David Jones’ Interview
There is growing concern internationally about the activities of Iranian diplomats on soil overseas, including in particular in Europe. As I speak, an Iranian diplomat, Assadollah Assadi, is on trial in Antwerp for the attempted murder of Maryam Rajavi and several other delegates at a conference at Villepinte near Paris. Interestingly, Assadi appears not to be denying the allegations that are made against him, which are essentially that he brought a quantity of dangerous explosives from Tehran to Vienna on a scheduled airplane and then handed them over to a number of other Iranian associates at a Pizza Hut in Luxembourg. His defense appears to be entirely that he’s entitled to diplomatic immunity and therefore, because the case is not yet finished, I don’t want to comment further on that. However, this is just the latest of a number of similar incidents where Iranian diplomats have apparently been implicated in terrorist plots on European soil. In 2018. The Iranian ambassador to Tirana was expelled because of an attempt on the life again of Maryam Rajavi and several other delegates at an event at Ashraf-3 in Albania and then again in the same year the Danish government called for sanctions against Iran as a consequence of a terrorist incident on Danish soil, which was apparently perpetrated by an Iranian diplomat.
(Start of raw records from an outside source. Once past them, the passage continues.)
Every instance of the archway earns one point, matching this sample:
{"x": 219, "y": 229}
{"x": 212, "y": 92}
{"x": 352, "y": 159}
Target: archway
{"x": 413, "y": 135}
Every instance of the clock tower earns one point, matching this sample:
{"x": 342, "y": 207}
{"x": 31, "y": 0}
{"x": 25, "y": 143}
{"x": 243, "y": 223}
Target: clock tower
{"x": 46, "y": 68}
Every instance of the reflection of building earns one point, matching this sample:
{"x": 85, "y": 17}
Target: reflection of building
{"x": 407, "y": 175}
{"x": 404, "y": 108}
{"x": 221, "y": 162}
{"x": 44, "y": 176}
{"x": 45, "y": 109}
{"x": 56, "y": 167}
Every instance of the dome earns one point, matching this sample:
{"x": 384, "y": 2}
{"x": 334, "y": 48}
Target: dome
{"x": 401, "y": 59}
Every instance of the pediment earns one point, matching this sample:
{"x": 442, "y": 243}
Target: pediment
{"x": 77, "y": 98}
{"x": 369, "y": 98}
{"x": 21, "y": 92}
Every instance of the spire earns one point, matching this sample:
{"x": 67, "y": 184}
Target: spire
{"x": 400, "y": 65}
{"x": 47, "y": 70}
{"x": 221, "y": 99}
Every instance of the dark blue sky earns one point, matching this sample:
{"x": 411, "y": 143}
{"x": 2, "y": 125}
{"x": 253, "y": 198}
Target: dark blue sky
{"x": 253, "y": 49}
These incidents show quite clearly that Iran is engaged systematically in a program of terrorist activity in countries overseas aimed largely at Iranian nationals with whom it has differences. This is not a state of affairs that can be allowed to continue. And the time has come, I think, and a lot of my colleagues do as well, where Iran is told quite clearly that unless this activity stops, then sanctions will be imposed against Iran and diplomatic relations will, if necessary, also be terminated. These are not isolated incidents; they are part of a pattern of activity and it’s quite clear that that activity is being orchestrated from the highest possible levels in the Iranian regime. So Iran, I believe, is now at a crossroads, it can decide whether it wants to behave like a respected and respectable member of the international community or whether it wants, as increasingly appears to be the case, to become an international pariah with whom most civilizations will not deal. That is a decision that Tehran has to make. And I believe that the time it has to make it is now.